EL CRISTO DE LOS CARPINTEROS

 Allá por los años ochenta, cuando nuestra semana de Pasión todavía se vivía con el corazón y no con las apariencias, llegó el MartesSanto.

Casi a la atardecida hacía su salida el Cristo de la Flagelación de la Iglesia de Santa Ana.Empezó a andar el cortejo y las primeras filas eran de niñas ataviadas de samaritanas, con sus velos granates, siempre escurridizos y sujetos por los imperdibles de su atentas madres.Entre ellas iban mis dos amigas santaneras, que, al verme, me saludaron tímida pero alegremente. No sé quien se sentía más orgullosa, si ellas en su digna posición o yo por recibir la atención de la protagonistas de la noche. ¡Qué sana envidia despertaban en las que las veíamos desfilar!

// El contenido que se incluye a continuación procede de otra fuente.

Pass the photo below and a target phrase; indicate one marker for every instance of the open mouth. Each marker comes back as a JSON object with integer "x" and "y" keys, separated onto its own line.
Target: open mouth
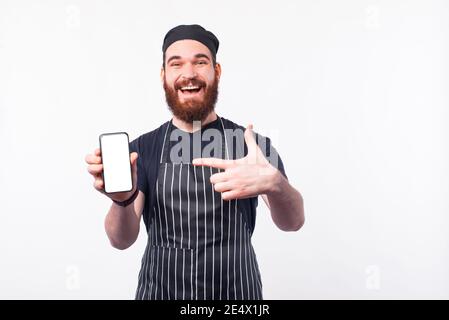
{"x": 190, "y": 90}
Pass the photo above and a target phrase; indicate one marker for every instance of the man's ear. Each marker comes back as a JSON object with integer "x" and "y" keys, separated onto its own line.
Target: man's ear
{"x": 162, "y": 75}
{"x": 218, "y": 70}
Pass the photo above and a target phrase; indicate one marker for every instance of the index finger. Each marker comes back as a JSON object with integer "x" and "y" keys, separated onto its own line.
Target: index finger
{"x": 213, "y": 162}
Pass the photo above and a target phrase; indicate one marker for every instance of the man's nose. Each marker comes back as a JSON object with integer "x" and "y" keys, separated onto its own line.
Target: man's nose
{"x": 189, "y": 71}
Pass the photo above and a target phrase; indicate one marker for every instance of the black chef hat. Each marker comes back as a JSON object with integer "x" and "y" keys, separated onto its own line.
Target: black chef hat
{"x": 193, "y": 32}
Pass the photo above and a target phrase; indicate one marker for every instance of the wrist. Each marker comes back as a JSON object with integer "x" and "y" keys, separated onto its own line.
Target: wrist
{"x": 129, "y": 200}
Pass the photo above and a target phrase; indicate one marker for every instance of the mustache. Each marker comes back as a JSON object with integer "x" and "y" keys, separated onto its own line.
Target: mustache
{"x": 194, "y": 82}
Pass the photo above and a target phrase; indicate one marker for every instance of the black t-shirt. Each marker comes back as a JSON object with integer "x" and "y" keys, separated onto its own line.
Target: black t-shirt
{"x": 149, "y": 148}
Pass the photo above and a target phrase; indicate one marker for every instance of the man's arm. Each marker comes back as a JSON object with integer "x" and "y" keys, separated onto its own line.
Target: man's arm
{"x": 253, "y": 175}
{"x": 122, "y": 224}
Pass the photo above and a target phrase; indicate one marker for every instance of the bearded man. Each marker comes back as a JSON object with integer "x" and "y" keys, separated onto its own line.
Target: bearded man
{"x": 196, "y": 182}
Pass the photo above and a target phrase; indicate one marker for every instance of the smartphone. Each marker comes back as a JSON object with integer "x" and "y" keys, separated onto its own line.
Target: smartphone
{"x": 117, "y": 174}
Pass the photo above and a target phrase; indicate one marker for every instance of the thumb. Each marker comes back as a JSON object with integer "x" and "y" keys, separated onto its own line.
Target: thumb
{"x": 250, "y": 140}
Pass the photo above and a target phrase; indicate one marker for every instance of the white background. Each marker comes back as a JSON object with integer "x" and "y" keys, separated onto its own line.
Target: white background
{"x": 354, "y": 94}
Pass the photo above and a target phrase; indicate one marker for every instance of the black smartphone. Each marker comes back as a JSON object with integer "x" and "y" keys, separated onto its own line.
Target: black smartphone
{"x": 117, "y": 174}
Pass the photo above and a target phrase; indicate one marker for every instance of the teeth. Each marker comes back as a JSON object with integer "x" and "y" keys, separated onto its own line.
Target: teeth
{"x": 189, "y": 88}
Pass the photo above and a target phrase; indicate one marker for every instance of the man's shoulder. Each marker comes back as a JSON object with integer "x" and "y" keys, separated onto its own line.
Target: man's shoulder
{"x": 229, "y": 124}
{"x": 148, "y": 140}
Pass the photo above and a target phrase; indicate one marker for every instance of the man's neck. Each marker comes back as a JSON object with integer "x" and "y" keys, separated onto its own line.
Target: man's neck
{"x": 189, "y": 126}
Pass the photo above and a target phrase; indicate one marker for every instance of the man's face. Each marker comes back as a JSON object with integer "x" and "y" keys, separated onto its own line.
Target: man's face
{"x": 190, "y": 80}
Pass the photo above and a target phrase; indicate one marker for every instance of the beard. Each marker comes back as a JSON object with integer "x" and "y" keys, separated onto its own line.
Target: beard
{"x": 192, "y": 109}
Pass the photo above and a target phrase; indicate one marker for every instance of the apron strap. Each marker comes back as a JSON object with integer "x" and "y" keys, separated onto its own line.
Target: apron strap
{"x": 166, "y": 144}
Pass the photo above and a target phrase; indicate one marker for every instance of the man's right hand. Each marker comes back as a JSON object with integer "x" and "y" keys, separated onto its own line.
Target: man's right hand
{"x": 95, "y": 168}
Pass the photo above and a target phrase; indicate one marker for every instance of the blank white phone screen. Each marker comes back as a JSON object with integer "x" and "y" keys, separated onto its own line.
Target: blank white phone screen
{"x": 116, "y": 163}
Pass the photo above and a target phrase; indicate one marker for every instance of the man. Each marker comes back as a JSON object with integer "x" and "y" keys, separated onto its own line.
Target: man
{"x": 199, "y": 207}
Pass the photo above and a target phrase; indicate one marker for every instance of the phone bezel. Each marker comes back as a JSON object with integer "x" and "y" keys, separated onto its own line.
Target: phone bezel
{"x": 130, "y": 166}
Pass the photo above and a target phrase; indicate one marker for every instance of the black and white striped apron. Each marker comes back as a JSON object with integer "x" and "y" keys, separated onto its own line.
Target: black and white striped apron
{"x": 199, "y": 245}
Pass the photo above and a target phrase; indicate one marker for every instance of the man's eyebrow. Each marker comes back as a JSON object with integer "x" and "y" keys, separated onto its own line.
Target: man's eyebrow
{"x": 173, "y": 58}
{"x": 201, "y": 55}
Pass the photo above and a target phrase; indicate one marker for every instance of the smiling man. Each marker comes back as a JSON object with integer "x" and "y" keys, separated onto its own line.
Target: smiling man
{"x": 196, "y": 182}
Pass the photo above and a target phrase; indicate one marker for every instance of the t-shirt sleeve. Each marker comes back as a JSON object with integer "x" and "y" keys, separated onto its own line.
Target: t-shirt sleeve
{"x": 136, "y": 146}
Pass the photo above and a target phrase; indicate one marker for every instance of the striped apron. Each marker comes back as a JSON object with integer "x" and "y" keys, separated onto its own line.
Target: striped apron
{"x": 199, "y": 245}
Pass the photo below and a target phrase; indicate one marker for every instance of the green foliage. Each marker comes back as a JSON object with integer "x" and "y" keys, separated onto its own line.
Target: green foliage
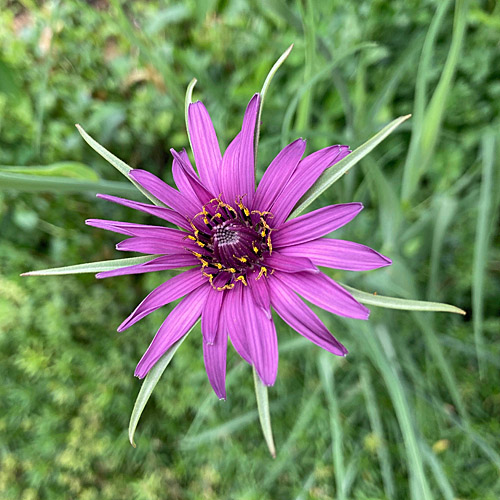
{"x": 406, "y": 414}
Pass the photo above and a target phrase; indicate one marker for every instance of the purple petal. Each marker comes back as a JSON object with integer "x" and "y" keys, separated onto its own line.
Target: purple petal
{"x": 288, "y": 264}
{"x": 158, "y": 264}
{"x": 304, "y": 176}
{"x": 214, "y": 356}
{"x": 202, "y": 193}
{"x": 175, "y": 326}
{"x": 165, "y": 193}
{"x": 261, "y": 338}
{"x": 157, "y": 245}
{"x": 228, "y": 166}
{"x": 338, "y": 254}
{"x": 325, "y": 293}
{"x": 260, "y": 293}
{"x": 278, "y": 174}
{"x": 167, "y": 292}
{"x": 301, "y": 318}
{"x": 233, "y": 317}
{"x": 238, "y": 163}
{"x": 181, "y": 177}
{"x": 205, "y": 145}
{"x": 212, "y": 312}
{"x": 315, "y": 224}
{"x": 139, "y": 230}
{"x": 161, "y": 212}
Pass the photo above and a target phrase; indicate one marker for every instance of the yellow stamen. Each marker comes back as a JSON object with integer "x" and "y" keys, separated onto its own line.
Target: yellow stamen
{"x": 269, "y": 244}
{"x": 242, "y": 279}
{"x": 225, "y": 287}
{"x": 263, "y": 271}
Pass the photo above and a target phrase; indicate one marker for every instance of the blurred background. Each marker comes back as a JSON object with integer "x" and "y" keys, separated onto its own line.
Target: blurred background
{"x": 413, "y": 411}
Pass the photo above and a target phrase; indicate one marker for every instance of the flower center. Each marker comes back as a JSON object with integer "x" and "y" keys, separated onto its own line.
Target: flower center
{"x": 232, "y": 242}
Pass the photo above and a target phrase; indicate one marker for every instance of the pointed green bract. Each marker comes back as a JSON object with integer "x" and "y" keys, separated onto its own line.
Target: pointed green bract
{"x": 120, "y": 165}
{"x": 149, "y": 384}
{"x": 264, "y": 415}
{"x": 403, "y": 304}
{"x": 187, "y": 102}
{"x": 265, "y": 88}
{"x": 92, "y": 267}
{"x": 334, "y": 173}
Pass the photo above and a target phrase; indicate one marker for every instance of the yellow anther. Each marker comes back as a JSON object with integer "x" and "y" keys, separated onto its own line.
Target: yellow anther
{"x": 262, "y": 213}
{"x": 225, "y": 287}
{"x": 209, "y": 276}
{"x": 242, "y": 279}
{"x": 263, "y": 271}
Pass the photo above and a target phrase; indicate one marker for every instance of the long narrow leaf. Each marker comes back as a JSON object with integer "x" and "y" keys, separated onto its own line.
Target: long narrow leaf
{"x": 149, "y": 384}
{"x": 265, "y": 88}
{"x": 481, "y": 244}
{"x": 120, "y": 165}
{"x": 72, "y": 169}
{"x": 35, "y": 184}
{"x": 371, "y": 299}
{"x": 92, "y": 267}
{"x": 264, "y": 414}
{"x": 334, "y": 173}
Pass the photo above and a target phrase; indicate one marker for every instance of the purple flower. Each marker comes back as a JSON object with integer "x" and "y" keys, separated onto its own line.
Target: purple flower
{"x": 244, "y": 256}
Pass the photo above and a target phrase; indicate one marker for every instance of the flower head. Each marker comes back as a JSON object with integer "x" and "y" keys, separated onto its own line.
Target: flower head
{"x": 245, "y": 258}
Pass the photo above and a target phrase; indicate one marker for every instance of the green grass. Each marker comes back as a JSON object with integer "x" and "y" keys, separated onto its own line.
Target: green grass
{"x": 412, "y": 412}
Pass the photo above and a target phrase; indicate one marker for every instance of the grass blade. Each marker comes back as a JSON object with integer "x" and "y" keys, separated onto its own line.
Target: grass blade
{"x": 72, "y": 169}
{"x": 92, "y": 267}
{"x": 481, "y": 245}
{"x": 29, "y": 183}
{"x": 377, "y": 427}
{"x": 377, "y": 347}
{"x": 149, "y": 384}
{"x": 264, "y": 415}
{"x": 327, "y": 380}
{"x": 403, "y": 304}
{"x": 334, "y": 173}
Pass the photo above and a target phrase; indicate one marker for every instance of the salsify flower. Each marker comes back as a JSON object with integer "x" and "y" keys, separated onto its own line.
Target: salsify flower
{"x": 244, "y": 257}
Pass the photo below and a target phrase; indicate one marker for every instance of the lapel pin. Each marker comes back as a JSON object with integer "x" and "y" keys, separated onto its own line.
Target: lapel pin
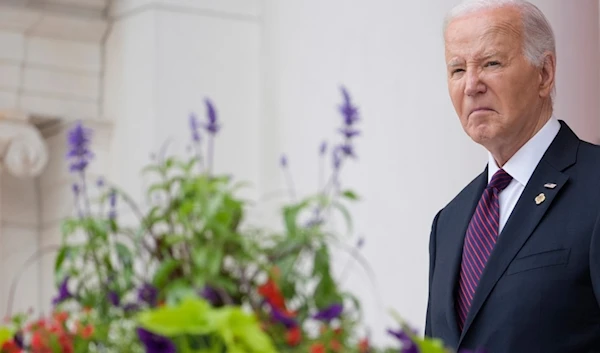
{"x": 540, "y": 198}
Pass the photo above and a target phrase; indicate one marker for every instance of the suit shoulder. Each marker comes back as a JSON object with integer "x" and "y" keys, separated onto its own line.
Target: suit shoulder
{"x": 465, "y": 196}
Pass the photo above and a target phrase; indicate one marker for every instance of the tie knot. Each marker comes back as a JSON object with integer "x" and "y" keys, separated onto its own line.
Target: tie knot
{"x": 500, "y": 180}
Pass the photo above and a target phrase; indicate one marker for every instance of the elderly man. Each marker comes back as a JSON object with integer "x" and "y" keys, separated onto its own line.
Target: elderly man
{"x": 515, "y": 256}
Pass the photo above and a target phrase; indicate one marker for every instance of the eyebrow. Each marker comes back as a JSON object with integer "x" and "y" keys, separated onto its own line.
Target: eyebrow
{"x": 455, "y": 62}
{"x": 458, "y": 62}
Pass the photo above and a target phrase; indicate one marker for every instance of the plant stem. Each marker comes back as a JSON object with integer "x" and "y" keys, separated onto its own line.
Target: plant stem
{"x": 30, "y": 261}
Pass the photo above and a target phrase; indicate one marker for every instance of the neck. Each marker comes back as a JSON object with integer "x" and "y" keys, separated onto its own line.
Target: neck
{"x": 503, "y": 153}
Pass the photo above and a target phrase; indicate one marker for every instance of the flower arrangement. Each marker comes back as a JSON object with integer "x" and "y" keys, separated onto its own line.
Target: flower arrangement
{"x": 190, "y": 275}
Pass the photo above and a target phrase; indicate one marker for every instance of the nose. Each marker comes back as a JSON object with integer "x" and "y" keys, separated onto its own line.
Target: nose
{"x": 474, "y": 85}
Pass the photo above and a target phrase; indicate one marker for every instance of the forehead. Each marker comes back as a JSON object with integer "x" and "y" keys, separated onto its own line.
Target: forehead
{"x": 497, "y": 30}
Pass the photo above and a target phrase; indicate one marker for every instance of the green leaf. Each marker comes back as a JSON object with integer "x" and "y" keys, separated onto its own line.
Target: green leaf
{"x": 124, "y": 254}
{"x": 164, "y": 271}
{"x": 174, "y": 239}
{"x": 69, "y": 226}
{"x": 6, "y": 335}
{"x": 60, "y": 258}
{"x": 322, "y": 262}
{"x": 241, "y": 331}
{"x": 192, "y": 316}
{"x": 158, "y": 187}
{"x": 178, "y": 290}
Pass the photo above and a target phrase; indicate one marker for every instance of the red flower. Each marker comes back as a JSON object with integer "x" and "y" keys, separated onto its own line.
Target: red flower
{"x": 363, "y": 345}
{"x": 273, "y": 294}
{"x": 317, "y": 348}
{"x": 61, "y": 317}
{"x": 87, "y": 331}
{"x": 335, "y": 345}
{"x": 294, "y": 336}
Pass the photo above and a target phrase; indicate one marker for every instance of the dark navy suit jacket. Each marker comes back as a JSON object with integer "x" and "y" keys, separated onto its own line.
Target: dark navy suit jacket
{"x": 540, "y": 290}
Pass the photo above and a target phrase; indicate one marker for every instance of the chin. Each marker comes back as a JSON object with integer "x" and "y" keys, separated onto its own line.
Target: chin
{"x": 481, "y": 133}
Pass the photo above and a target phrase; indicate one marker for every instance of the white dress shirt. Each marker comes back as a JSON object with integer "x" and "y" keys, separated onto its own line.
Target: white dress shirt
{"x": 521, "y": 167}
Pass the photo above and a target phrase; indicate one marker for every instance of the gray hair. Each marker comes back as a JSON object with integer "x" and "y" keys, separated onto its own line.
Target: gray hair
{"x": 538, "y": 36}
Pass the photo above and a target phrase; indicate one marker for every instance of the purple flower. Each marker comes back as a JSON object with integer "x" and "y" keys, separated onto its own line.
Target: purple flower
{"x": 79, "y": 139}
{"x": 211, "y": 294}
{"x": 349, "y": 111}
{"x": 114, "y": 299}
{"x": 195, "y": 127}
{"x": 148, "y": 294}
{"x": 212, "y": 126}
{"x": 63, "y": 292}
{"x": 347, "y": 149}
{"x": 323, "y": 148}
{"x": 337, "y": 159}
{"x": 331, "y": 312}
{"x": 349, "y": 132}
{"x": 18, "y": 338}
{"x": 131, "y": 307}
{"x": 154, "y": 343}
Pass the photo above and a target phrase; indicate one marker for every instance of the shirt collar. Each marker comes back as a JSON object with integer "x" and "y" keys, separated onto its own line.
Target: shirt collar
{"x": 524, "y": 162}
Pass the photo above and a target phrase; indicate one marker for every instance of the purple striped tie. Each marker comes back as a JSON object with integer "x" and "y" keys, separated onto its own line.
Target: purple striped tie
{"x": 479, "y": 242}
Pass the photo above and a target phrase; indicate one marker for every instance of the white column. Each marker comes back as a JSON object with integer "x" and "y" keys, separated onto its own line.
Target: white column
{"x": 23, "y": 156}
{"x": 577, "y": 32}
{"x": 163, "y": 58}
{"x": 413, "y": 156}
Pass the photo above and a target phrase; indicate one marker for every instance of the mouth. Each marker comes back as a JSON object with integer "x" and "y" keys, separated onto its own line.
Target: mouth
{"x": 481, "y": 110}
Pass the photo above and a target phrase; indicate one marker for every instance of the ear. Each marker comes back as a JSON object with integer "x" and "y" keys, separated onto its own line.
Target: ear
{"x": 547, "y": 75}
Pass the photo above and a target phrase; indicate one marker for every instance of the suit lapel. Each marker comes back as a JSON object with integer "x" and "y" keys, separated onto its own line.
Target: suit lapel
{"x": 526, "y": 215}
{"x": 456, "y": 243}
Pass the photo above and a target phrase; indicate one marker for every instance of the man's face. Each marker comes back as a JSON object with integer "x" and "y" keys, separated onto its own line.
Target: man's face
{"x": 495, "y": 91}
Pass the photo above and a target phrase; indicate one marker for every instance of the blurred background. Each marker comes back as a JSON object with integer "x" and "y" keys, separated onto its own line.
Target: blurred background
{"x": 133, "y": 71}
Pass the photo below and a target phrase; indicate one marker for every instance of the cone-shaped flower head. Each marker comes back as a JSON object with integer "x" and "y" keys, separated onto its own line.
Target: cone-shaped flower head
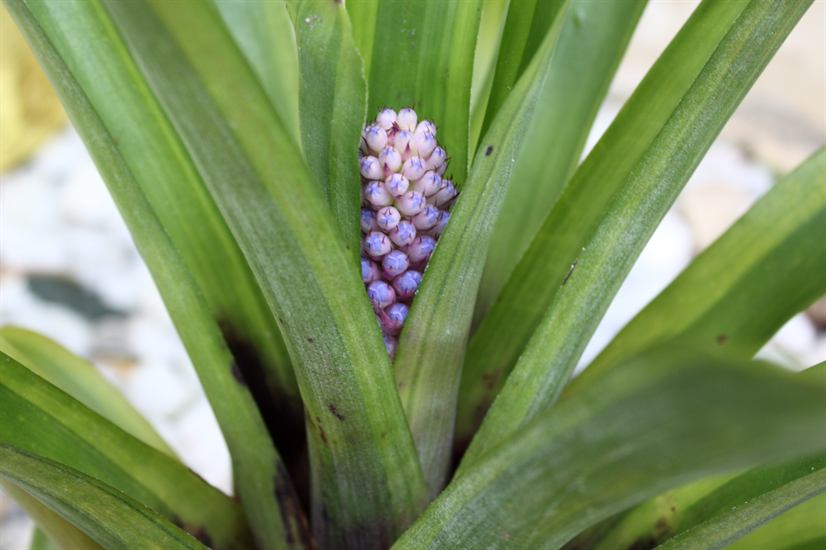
{"x": 405, "y": 202}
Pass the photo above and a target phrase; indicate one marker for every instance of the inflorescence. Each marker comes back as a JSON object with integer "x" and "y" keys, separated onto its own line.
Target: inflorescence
{"x": 405, "y": 203}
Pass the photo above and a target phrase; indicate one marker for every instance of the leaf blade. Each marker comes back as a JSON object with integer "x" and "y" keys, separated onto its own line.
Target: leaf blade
{"x": 632, "y": 436}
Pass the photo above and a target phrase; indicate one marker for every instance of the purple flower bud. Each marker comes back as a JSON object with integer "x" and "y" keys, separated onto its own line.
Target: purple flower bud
{"x": 387, "y": 218}
{"x": 390, "y": 160}
{"x": 376, "y": 138}
{"x": 394, "y": 318}
{"x": 436, "y": 160}
{"x": 368, "y": 220}
{"x": 390, "y": 345}
{"x": 406, "y": 119}
{"x": 437, "y": 229}
{"x": 371, "y": 168}
{"x": 427, "y": 218}
{"x": 445, "y": 194}
{"x": 369, "y": 270}
{"x": 413, "y": 168}
{"x": 411, "y": 203}
{"x": 421, "y": 248}
{"x": 397, "y": 185}
{"x": 395, "y": 263}
{"x": 403, "y": 234}
{"x": 386, "y": 118}
{"x": 406, "y": 284}
{"x": 376, "y": 244}
{"x": 423, "y": 144}
{"x": 381, "y": 294}
{"x": 401, "y": 142}
{"x": 426, "y": 126}
{"x": 428, "y": 184}
{"x": 376, "y": 195}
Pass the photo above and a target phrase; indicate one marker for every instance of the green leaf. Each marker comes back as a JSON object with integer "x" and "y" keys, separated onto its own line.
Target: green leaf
{"x": 747, "y": 502}
{"x": 801, "y": 528}
{"x": 526, "y": 24}
{"x": 39, "y": 418}
{"x": 423, "y": 57}
{"x": 659, "y": 421}
{"x": 50, "y": 525}
{"x": 432, "y": 344}
{"x": 593, "y": 39}
{"x": 264, "y": 33}
{"x": 775, "y": 249}
{"x": 109, "y": 517}
{"x": 78, "y": 378}
{"x": 333, "y": 107}
{"x": 61, "y": 35}
{"x": 591, "y": 238}
{"x": 366, "y": 480}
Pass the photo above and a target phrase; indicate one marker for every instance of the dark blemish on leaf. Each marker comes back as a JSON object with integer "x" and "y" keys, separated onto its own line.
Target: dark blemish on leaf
{"x": 297, "y": 530}
{"x": 236, "y": 373}
{"x": 335, "y": 412}
{"x": 568, "y": 275}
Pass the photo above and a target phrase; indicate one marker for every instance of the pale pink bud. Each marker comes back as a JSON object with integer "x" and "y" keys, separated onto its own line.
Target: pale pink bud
{"x": 381, "y": 294}
{"x": 390, "y": 160}
{"x": 406, "y": 284}
{"x": 394, "y": 317}
{"x": 401, "y": 142}
{"x": 387, "y": 218}
{"x": 427, "y": 218}
{"x": 386, "y": 118}
{"x": 371, "y": 168}
{"x": 376, "y": 244}
{"x": 428, "y": 184}
{"x": 411, "y": 203}
{"x": 423, "y": 144}
{"x": 368, "y": 220}
{"x": 426, "y": 126}
{"x": 436, "y": 160}
{"x": 395, "y": 263}
{"x": 445, "y": 194}
{"x": 421, "y": 248}
{"x": 406, "y": 119}
{"x": 413, "y": 168}
{"x": 369, "y": 270}
{"x": 403, "y": 234}
{"x": 397, "y": 185}
{"x": 375, "y": 137}
{"x": 376, "y": 195}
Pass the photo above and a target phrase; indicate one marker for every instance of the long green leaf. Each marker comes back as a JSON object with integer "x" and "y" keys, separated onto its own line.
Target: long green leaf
{"x": 51, "y": 526}
{"x": 775, "y": 249}
{"x": 78, "y": 378}
{"x": 39, "y": 418}
{"x": 366, "y": 480}
{"x": 431, "y": 349}
{"x": 591, "y": 44}
{"x": 602, "y": 221}
{"x": 333, "y": 106}
{"x": 659, "y": 421}
{"x": 264, "y": 33}
{"x": 526, "y": 24}
{"x": 423, "y": 57}
{"x": 54, "y": 31}
{"x": 111, "y": 518}
{"x": 748, "y": 502}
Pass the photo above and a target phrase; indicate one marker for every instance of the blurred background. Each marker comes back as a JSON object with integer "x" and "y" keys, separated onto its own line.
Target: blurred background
{"x": 69, "y": 269}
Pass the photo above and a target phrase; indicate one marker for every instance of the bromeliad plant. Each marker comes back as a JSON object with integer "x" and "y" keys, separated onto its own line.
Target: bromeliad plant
{"x": 227, "y": 132}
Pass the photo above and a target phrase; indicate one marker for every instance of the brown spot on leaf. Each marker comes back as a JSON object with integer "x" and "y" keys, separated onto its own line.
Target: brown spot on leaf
{"x": 335, "y": 412}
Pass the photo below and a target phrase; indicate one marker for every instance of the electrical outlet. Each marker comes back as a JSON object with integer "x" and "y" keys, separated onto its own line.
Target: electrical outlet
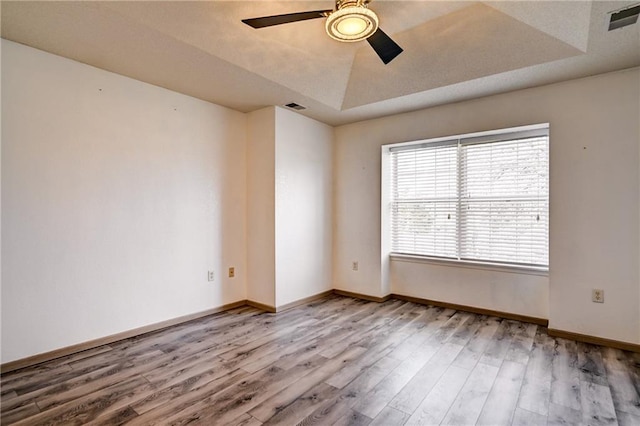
{"x": 597, "y": 295}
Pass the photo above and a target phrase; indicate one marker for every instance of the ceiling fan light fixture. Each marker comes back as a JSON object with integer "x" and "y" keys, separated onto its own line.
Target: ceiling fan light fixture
{"x": 352, "y": 22}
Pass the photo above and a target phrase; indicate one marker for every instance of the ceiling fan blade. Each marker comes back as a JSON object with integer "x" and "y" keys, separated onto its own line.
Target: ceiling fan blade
{"x": 386, "y": 48}
{"x": 268, "y": 21}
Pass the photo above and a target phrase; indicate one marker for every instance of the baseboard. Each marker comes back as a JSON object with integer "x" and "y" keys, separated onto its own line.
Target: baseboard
{"x": 70, "y": 350}
{"x": 507, "y": 315}
{"x": 302, "y": 301}
{"x": 261, "y": 306}
{"x": 362, "y": 296}
{"x": 600, "y": 341}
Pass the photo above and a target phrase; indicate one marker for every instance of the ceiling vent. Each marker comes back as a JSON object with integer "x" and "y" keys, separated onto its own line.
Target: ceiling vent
{"x": 295, "y": 106}
{"x": 624, "y": 17}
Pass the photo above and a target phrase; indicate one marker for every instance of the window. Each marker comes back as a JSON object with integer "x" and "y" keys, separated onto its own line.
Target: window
{"x": 481, "y": 198}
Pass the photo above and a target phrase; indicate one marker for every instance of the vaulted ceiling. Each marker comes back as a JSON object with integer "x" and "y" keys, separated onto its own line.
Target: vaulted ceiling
{"x": 453, "y": 50}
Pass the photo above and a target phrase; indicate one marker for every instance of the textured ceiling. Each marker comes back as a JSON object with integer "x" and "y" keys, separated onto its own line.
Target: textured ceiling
{"x": 453, "y": 50}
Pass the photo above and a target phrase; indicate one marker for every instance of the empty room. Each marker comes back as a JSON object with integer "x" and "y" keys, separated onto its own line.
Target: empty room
{"x": 345, "y": 212}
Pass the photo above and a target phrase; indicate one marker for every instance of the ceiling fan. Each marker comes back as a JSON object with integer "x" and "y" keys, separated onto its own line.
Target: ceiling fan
{"x": 350, "y": 21}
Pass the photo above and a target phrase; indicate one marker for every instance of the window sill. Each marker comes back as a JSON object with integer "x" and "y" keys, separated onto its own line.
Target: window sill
{"x": 513, "y": 269}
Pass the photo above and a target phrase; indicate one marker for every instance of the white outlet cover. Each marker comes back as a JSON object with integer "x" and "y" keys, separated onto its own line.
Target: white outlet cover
{"x": 597, "y": 295}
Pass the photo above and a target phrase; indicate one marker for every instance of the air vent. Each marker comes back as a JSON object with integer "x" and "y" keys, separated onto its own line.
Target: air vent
{"x": 294, "y": 105}
{"x": 624, "y": 17}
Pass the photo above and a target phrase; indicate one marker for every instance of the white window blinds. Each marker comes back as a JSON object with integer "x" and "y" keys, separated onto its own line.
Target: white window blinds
{"x": 477, "y": 199}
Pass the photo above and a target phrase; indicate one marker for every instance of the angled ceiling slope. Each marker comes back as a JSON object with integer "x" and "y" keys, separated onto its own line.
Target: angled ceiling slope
{"x": 453, "y": 50}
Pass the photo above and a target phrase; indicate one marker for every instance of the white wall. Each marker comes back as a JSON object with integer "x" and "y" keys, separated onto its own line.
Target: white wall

Las niñas ya se perdían por el Arrecife cuando divisamos el trono, magníficamente tallado por manos accitanas y con las escenas de Pasión policromadas. Y el Señor atado a la columna. Esa talla de tanto valor artístico que a su paso hacía inclinar las cabezas con un único pensamiento: 'Por mis pecados lo mataron”. Imagen del vivo dolor infligido por el judío malo, como decía mi madre, con la mano alzada para flagelar a su Rey, nos conmovían como ninguna otra.

Y por esas callejuelas estrechas acompañado de su gente, subía recorriendo despacio el barrio, el Cristo de los Carpinteros, el Señor de Santana.